The Computer Journal, Volume 42, Issue 1, pp.1-10, 1999.
L. Allison, D. Powell and T. I. Dix
School of Computer Science and Software Engineering,
Monash University, Australia 3168
A population of sequences is called non-random if there is a
statistical model and an associated compression algorithm that
allows members of the population to be compressed, on average.
Any available statistical model of a population should be
incorporated into algorithms for alignment of the sequences and
doing so changes the rank order of possible alignments in general.

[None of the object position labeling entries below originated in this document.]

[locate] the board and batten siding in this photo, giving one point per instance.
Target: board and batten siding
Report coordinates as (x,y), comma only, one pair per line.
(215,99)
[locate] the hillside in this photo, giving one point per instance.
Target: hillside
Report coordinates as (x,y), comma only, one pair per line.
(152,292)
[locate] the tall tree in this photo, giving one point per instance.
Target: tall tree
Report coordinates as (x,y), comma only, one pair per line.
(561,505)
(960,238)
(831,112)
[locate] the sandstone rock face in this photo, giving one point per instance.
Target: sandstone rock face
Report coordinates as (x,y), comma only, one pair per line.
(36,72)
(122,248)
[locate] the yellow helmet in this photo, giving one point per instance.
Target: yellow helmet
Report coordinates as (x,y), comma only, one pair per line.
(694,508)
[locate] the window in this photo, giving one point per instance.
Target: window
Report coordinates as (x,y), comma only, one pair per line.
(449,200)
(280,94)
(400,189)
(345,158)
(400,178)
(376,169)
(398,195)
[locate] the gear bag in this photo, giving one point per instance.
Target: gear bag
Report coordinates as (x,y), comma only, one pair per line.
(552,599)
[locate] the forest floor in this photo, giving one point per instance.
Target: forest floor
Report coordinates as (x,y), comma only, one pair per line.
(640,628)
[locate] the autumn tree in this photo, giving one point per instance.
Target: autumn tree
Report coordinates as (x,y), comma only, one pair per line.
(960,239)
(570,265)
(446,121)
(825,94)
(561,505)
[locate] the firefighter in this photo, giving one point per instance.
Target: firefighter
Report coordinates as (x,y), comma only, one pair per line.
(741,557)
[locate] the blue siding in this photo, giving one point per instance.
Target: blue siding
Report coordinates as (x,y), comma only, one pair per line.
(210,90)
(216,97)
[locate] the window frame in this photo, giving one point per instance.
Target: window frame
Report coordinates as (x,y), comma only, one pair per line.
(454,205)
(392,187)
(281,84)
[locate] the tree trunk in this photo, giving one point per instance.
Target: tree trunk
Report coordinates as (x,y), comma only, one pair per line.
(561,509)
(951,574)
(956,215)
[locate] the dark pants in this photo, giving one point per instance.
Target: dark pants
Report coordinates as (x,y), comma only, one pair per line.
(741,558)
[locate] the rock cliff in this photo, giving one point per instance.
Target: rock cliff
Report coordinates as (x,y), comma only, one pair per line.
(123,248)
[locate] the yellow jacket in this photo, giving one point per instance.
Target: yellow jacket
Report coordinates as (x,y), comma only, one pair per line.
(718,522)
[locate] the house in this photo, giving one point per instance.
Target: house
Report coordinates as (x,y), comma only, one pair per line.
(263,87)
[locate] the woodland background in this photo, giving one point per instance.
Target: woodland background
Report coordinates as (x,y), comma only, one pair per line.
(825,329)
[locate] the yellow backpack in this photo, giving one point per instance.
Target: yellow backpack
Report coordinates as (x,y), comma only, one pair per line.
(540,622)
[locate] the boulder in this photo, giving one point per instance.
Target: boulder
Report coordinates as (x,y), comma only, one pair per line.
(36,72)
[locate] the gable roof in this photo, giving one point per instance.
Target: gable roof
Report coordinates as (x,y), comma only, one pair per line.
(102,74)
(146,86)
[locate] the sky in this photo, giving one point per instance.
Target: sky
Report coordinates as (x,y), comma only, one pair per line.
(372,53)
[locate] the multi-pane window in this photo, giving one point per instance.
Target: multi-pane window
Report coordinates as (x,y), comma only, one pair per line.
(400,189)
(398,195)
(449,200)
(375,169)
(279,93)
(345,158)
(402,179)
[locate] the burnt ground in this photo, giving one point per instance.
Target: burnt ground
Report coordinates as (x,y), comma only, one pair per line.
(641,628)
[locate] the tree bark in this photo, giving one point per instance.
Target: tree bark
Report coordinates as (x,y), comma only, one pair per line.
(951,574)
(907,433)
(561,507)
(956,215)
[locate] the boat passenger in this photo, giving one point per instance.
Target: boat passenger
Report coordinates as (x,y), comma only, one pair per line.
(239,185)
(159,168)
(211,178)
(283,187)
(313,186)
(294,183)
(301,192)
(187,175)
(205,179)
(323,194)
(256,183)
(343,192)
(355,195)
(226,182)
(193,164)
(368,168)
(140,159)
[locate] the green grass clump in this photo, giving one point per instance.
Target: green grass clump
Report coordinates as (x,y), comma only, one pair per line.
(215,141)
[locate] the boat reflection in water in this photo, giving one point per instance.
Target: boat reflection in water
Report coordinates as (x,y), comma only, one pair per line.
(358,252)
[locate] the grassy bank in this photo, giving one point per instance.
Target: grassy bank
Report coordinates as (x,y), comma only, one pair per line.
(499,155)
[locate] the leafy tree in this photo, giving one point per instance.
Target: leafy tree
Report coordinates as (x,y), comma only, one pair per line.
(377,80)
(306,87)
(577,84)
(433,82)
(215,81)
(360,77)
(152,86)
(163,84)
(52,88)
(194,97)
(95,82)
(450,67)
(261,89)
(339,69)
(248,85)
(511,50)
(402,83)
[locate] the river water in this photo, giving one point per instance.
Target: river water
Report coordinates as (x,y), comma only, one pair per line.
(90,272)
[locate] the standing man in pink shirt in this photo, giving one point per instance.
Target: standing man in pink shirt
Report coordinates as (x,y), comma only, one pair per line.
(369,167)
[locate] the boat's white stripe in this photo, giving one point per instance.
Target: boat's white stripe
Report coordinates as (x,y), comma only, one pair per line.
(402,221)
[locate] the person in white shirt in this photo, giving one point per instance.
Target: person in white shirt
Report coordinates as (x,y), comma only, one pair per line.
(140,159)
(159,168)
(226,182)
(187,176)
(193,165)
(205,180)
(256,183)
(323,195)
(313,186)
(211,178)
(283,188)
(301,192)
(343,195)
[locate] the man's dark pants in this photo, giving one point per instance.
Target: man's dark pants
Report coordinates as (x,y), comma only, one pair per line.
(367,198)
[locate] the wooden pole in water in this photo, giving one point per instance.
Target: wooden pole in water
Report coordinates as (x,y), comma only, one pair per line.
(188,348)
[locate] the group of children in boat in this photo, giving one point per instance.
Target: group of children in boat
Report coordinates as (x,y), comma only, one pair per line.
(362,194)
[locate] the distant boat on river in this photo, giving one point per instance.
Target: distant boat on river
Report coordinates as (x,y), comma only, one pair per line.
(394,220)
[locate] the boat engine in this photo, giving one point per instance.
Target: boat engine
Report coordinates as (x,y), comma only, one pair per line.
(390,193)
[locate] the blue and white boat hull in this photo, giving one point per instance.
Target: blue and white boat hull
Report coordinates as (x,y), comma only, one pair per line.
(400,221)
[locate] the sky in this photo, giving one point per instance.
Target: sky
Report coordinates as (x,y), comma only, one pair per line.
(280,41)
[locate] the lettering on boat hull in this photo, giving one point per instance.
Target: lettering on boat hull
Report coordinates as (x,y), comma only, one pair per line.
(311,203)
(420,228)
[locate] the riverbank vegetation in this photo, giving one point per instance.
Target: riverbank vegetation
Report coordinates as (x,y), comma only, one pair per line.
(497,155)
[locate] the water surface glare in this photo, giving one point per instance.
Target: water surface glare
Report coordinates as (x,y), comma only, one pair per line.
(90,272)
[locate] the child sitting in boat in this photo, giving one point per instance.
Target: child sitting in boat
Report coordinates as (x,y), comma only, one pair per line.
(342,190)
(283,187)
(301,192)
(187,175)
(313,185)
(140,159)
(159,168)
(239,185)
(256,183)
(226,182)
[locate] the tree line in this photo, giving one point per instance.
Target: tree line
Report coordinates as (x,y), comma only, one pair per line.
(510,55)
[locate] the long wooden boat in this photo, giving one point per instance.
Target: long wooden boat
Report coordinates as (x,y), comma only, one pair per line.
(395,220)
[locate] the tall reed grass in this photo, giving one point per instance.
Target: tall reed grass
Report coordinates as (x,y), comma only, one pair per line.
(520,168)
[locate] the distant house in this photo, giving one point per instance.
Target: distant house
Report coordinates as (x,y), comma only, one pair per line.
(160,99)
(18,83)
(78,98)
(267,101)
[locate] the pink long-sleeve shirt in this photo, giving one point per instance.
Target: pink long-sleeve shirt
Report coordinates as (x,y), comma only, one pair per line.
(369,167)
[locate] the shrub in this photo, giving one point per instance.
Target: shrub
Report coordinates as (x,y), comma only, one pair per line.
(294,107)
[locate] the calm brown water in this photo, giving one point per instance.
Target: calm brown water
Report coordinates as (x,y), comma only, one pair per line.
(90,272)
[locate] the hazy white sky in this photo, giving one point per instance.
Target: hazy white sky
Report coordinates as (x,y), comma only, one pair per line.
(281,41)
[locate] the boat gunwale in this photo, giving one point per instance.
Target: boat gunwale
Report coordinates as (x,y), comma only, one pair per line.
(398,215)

The model should also be used in deciding if a resulting approximate match
between two sequences is significant or not.
It is shown how to do this for two plausible interpretations involving
pairs of sequences that might or might not be related.
Efficient alignment algorithms are described for quite
general statistical models of sequences.
The new alignment algorithms are more sensitive to
what might be termed 'features' of the sequences.
A natural significance test is shown to be rarely fooled by
apparent similarities between two sequences that are
merely typical of all or most members of the population,
even unrelated members.
- Also see:
- D. R. Powell,
T. I. Dix,
Modelling-Alignment for Non-Random Sequences,
LNCS/LNAI 3339 (AI2004),
- which generalised the method to
linear gap costs,
local alignment and global alignment,
optimal alignment and the relatedness problem
(i.e., the sum of all probabilistic alignments).
The method makes the symbol-matching
scoring function context-sensitive and
allows ‘features’ of sequences to be weighted appropriately --
above or below average as necessary.